LUMBERTON — A longtime Robeson County educator who is now a vice president at Robeson Community College is among the six finalists to replace the outgoing president of that institution.
Mark Kinlaw, a former teacher for the Public Schools of Robeson County, has held various faculty and administrative positions at RCC for the past 25 years. For the past 12 years he has served as the college’s vice president for instruction and support services/chief academic officer.
“I’m excited about the opportunity to be considered for the position, but I have no further comment,” said Kinlaw, who will be interviewed by RCC trustees next week.
According to George Regan, chairman of the board, trustees began interviewing the six candidates on Tuesday. He said one candidate will be interviewed on each of six days, with the last interview being Jan. 29, which is Tuesday, the day Kinlaw is scheduled to be queried by the trustees. The interviews, which begin at 3:30 p.m. each day, will be in closed session and are not open to the public.
“We are on schedule,” Regan said. “We will have our three recommendations in Raleigh before the State Board of Community Colleges holds its February meeting.”
The state board meets on Feb. 14 and Feb. 15, according to Megen Hoenk, a spokesman for the board.
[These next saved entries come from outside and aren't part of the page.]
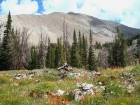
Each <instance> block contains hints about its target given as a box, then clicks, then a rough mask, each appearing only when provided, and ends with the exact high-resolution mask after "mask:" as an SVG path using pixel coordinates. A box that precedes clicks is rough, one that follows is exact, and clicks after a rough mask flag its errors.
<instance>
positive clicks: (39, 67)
mask: <svg viewBox="0 0 140 105" xmlns="http://www.w3.org/2000/svg"><path fill="white" fill-rule="evenodd" d="M30 59H31V60H30V61H29V67H28V69H31V70H32V69H39V68H40V66H39V58H38V54H37V51H36V48H35V46H32V47H31V58H30Z"/></svg>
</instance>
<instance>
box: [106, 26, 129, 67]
mask: <svg viewBox="0 0 140 105" xmlns="http://www.w3.org/2000/svg"><path fill="white" fill-rule="evenodd" d="M126 47H127V45H126V40H125V37H124V34H123V33H122V32H120V30H119V28H117V36H116V37H115V41H114V43H113V45H112V46H111V48H110V49H109V56H108V62H109V64H110V66H120V67H125V66H126V53H127V50H126Z"/></svg>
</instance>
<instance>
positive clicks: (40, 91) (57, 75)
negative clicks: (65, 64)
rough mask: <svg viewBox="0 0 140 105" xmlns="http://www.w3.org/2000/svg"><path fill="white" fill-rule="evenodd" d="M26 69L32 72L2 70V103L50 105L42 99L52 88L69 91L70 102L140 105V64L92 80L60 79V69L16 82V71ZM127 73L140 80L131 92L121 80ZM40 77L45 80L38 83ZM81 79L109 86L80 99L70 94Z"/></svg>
mask: <svg viewBox="0 0 140 105" xmlns="http://www.w3.org/2000/svg"><path fill="white" fill-rule="evenodd" d="M26 72H28V71H24V70H20V71H15V70H14V71H1V72H0V84H1V85H0V105H47V104H48V105H50V103H49V102H48V99H47V98H45V99H42V96H43V94H45V93H46V92H48V91H49V92H51V93H56V91H57V90H58V89H61V90H64V91H65V94H64V95H63V98H67V99H68V104H69V105H139V103H140V98H139V97H140V66H134V67H126V68H120V69H114V70H110V69H107V70H103V71H102V72H103V74H102V75H101V76H99V77H93V78H90V79H89V78H88V77H80V78H78V79H77V78H75V77H73V76H68V77H67V78H66V79H65V80H62V81H59V80H58V71H57V70H52V71H51V72H50V73H45V74H44V75H43V76H34V77H33V78H32V79H28V78H27V79H24V80H18V81H16V82H14V81H13V76H12V75H13V74H15V73H26ZM126 72H128V73H133V74H135V75H134V77H133V78H134V80H135V81H136V82H137V84H136V86H135V90H134V91H133V92H132V93H131V94H129V93H128V92H127V91H126V86H125V85H124V86H123V82H124V81H125V79H121V78H120V76H119V74H120V73H126ZM36 80H40V81H41V82H39V83H37V82H36ZM126 81H127V80H126ZM77 82H86V83H92V84H96V83H98V82H102V83H103V84H104V85H105V86H106V89H105V90H104V91H102V92H101V93H99V94H98V96H96V97H95V96H94V95H92V96H88V97H85V98H84V100H82V101H80V102H76V101H74V100H73V98H72V97H71V96H70V95H69V93H70V92H72V91H73V90H74V89H76V88H77V85H76V84H77ZM34 93H36V97H34V96H33V94H34ZM57 104H58V103H57Z"/></svg>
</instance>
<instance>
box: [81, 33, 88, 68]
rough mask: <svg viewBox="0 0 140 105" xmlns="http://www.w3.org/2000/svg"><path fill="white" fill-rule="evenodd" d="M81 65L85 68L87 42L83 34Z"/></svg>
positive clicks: (86, 52) (86, 54) (82, 37)
mask: <svg viewBox="0 0 140 105" xmlns="http://www.w3.org/2000/svg"><path fill="white" fill-rule="evenodd" d="M82 64H83V66H84V67H86V66H87V41H86V38H85V37H84V34H83V37H82Z"/></svg>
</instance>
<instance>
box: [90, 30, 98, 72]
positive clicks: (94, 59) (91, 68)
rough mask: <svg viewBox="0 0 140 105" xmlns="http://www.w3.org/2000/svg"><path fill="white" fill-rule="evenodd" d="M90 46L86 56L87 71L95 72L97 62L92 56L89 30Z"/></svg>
mask: <svg viewBox="0 0 140 105" xmlns="http://www.w3.org/2000/svg"><path fill="white" fill-rule="evenodd" d="M89 41H90V46H89V54H88V69H89V70H95V71H97V61H96V58H95V55H94V50H93V45H92V31H91V29H90V37H89Z"/></svg>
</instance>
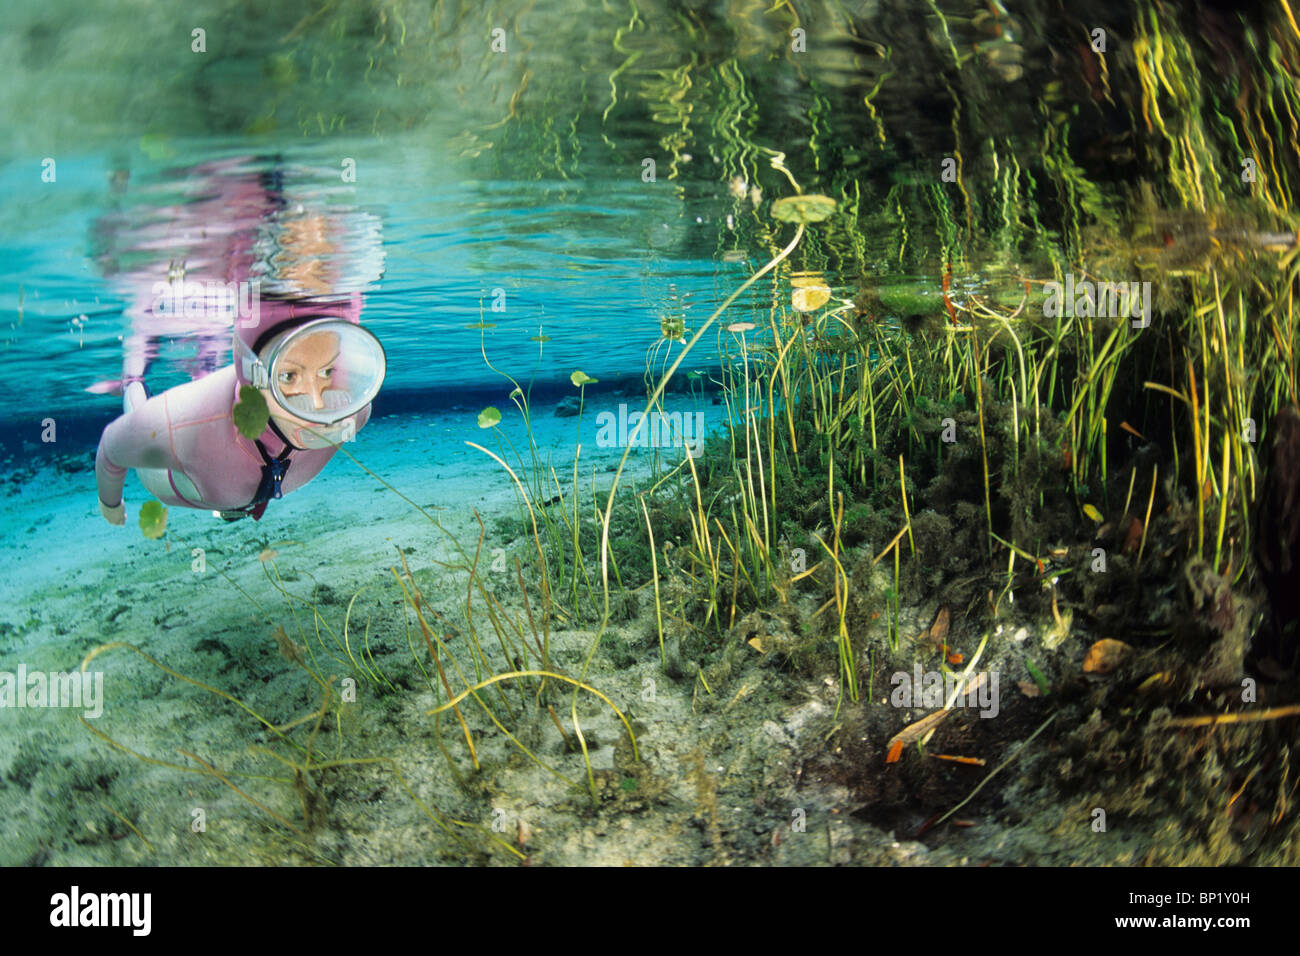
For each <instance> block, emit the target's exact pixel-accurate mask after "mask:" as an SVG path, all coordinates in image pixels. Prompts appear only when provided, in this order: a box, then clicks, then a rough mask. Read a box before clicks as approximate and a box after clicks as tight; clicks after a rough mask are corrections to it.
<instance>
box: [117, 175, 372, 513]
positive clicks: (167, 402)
mask: <svg viewBox="0 0 1300 956" xmlns="http://www.w3.org/2000/svg"><path fill="white" fill-rule="evenodd" d="M194 181H195V183H196V185H194V186H192V187H191V191H192V193H194V194H195V196H200V199H199V202H196V203H190V204H183V206H179V207H177V208H172V209H166V211H164V213H165V215H164V216H162V217H161V219H162V221H164V222H165V225H164V226H159V229H161V232H162V234H161V235H155V234H153V233H152V232H149V228H148V226H146V228H142V229H140V230H138V233H139V234H136V233H135V232H130V230H127V232H126V233H125V234H123V235H122V237H118V238H116V239H114V238H113V237H112V235H109V239H112V241H114V242H118V243H120V245H122V246H123V251H122V256H123V259H127V260H130V261H135V260H136V259H139V254H140V252H147V254H151V256H149V258H148V260H147V261H146V264H144V265H139V267H138V268H135V269H134V271H131V272H129V273H126V274H123V276H121V278H123V280H125V281H126V282H127V284H129V286H131V287H134V295H133V298H134V303H133V306H131V308H130V310H129V311H127V315H129V319H130V329H131V334H130V336H129V338H127V341H126V360H125V368H123V372H125V375H123V381H122V382H120V384H117V382H105V384H104V385H113V386H117V385H121V386H122V388H123V394H125V403H123V405H125V408H126V411H125V414H123V415H122V416H121V418H118V419H116V420H114V421H113V423H112V424H109V425H108V428H105V429H104V434H103V437H101V438H100V442H99V451H98V453H96V455H95V476H96V480H98V485H99V498H100V502H101V503H103V505H105V506H108V507H114V506H116V505H118V503H120V502H121V501H122V486H123V484H125V481H126V472H127V470H129V468H135V470H136V472H138V475H139V479H140V483H142V484H143V485H144V486H146V489H147V490H148V492H149V493H151V494H153V496H155V497H156V498H157V499H159V501H161V502H162V503H165V505H170V506H181V507H194V509H211V510H218V511H234V510H240V509H244V507H247V506H248V505H251V503H252V502H253V498H255V497H257V492H259V489H260V486H261V481H263V471H264V466H265V463H266V462H265V459H264V458H263V455H261V453H260V451H259V449H257V442H253V441H250V440H248V438H246V437H244V436H242V434H240V433H239V431H238V429H237V428H235V424H234V419H233V415H231V412H233V410H234V406H235V402H237V401H238V393H239V388H240V385H242V384H246V382H242V381H240V378H239V371H238V367H237V365H234V364H230V365H226V367H225V368H220V371H212V369H216V368H217V365H218V364H220V362H221V359H222V358H224V354H226V350H227V349H229V346H230V342H231V325H230V321H231V316H229V315H222V313H221V312H220V311H217V312H216V313H213V315H200V316H198V317H194V316H188V315H185V313H177V312H169V313H161V312H159V311H157V310H156V307H155V306H156V303H155V302H153V299H152V295H153V287H155V280H160V278H162V277H165V276H166V274H168V273H166V271H165V269H162V268H161V265H160V259H161V255H164V254H168V255H170V256H173V258H175V256H179V258H181V259H182V260H183V261H185V263H186V268H187V269H188V276H190V277H194V278H201V277H204V276H208V277H211V276H216V277H217V278H218V280H221V281H227V280H247V278H248V277H250V276H251V274H252V273H253V272H256V271H257V269H255V268H253V267H255V264H256V263H257V261H259V260H257V254H256V251H255V248H253V245H255V241H256V238H257V234H259V229H264V228H269V225H268V224H270V217H272V216H273V213H274V209H276V208H277V206H276V196H274V195H273V194H272V191H270V190H269V189H268V187H266V186H265V185H264V183H263V181H261V178H259V176H257V174H256V173H248V172H243V170H242V166H240V164H239V163H226V164H213V165H209V166H200V168H198V169H196V170H195V178H194ZM105 228H107V226H105ZM109 232H112V230H110V229H109ZM278 255H279V259H282V260H286V261H290V260H292V259H294V258H292V256H290V255H289V254H287V252H286V251H285V250H281V252H279V254H278ZM304 258H305V260H307V261H313V260H312V259H311V258H309V256H304ZM277 261H279V260H277ZM381 271H382V269H381ZM263 272H265V269H263ZM273 274H274V271H272V276H273ZM269 281H270V278H268V282H269ZM328 298H329V299H330V300H321V299H308V298H305V297H303V298H298V297H286V295H272V297H265V298H261V297H259V299H257V303H256V304H257V313H256V316H255V317H252V319H250V317H247V316H234V321H235V323H239V325H238V326H237V328H235V329H234V332H235V333H237V334H238V336H239V337H240V338H242V339H244V342H246V345H250V347H252V342H253V341H256V339H257V337H259V336H261V334H263V332H265V330H273V329H276V328H278V326H281V325H282V324H285V323H295V321H296V323H300V321H303V320H304V319H307V317H311V316H335V317H338V319H344V320H347V321H351V323H356V324H360V317H361V294H360V291H351V293H343V294H334V295H330V297H328ZM201 311H203V312H208V310H201ZM161 336H188V337H191V338H192V339H196V341H198V342H199V345H200V356H201V362H200V368H198V369H195V371H196V373H198V375H199V376H201V377H196V378H195V380H194V381H190V382H187V384H185V385H178V386H175V388H173V389H169V390H168V392H165V393H162V394H160V395H155V397H153V398H149V399H147V401H146V397H144V390H143V386H142V385H139V384H138V382H139V380H140V378H142V377H143V375H144V371H146V368H147V365H148V362H149V359H151V358H152V356H153V352H155V351H156V346H155V345H153V342H155V341H156V339H157V338H159V337H161ZM207 372H211V375H208V373H207ZM133 382H135V384H133ZM94 390H96V392H100V390H108V389H101V388H98V386H96V388H95V389H94ZM114 390H116V389H114ZM369 416H370V408H369V406H367V407H365V408H364V410H361V411H360V412H359V414H357V416H356V431H357V432H359V431H360V429H361V427H363V425H365V423H367V421H368V420H369ZM259 441H260V444H261V446H263V449H265V451H266V454H268V455H270V457H273V458H274V457H278V455H279V454H282V453H283V451H285V449H286V446H285V442H283V441H282V440H281V438H279V437H278V436H277V434H276V432H274V431H273V429H272V428H270V425H269V424H268V427H266V429H265V431H264V432H263V434H261V436H260V438H259ZM334 451H335V449H331V447H326V449H309V450H304V449H294V450H291V451H290V453H289V457H287V460H289V468H287V471H286V472H285V473H283V479H282V481H281V485H279V488H281V493H282V494H287V493H289V492H292V490H296V489H298V488H302V486H303V485H305V484H307V483H308V481H311V480H312V479H313V477H316V475H318V473H320V471H321V468H324V467H325V464H326V462H329V459H330V458H333V457H334ZM252 515H253V516H255V518H260V515H261V511H260V509H259V510H255V511H252Z"/></svg>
Although the local board decides who will be the college’s next president, the state board must grant final approval of the local board’s decision. RCC’s list of selected candidates will be submitted to the state board for its approval by Scott Ralls, president of the North Carolina Community College System.
The other candidates scheduled to be personally interviewed by RCC trustees before the end of the month are: Ralph Soney, former president of Roanoke-Chowan Community College; Pamela Hilbert, vice president of academic affairs at Pitt Community College; Richard Gough, executive vice president at Sandhills Community College; Kristi Snuggs, vice president of instruction Edgecombe Community College; and Roslyn Artis, former executive vice president/chief academic officer at Mountain State University.
Originally there were 37 applicants for the president’s position, but 13 did not meet the minimum requirement for the job — a doctorate from an accredited institution, and at least of five years of senior-level community college leadership. Regan told The Robesonian last month that applications came from all across the country, even stretching into British Columbia, Canada.
Chrestman, who began work at the college on Jan. 1, 2003, had planned to retire on Dec. 31, but agreed to work until February to give the trustees time to get the new president in place.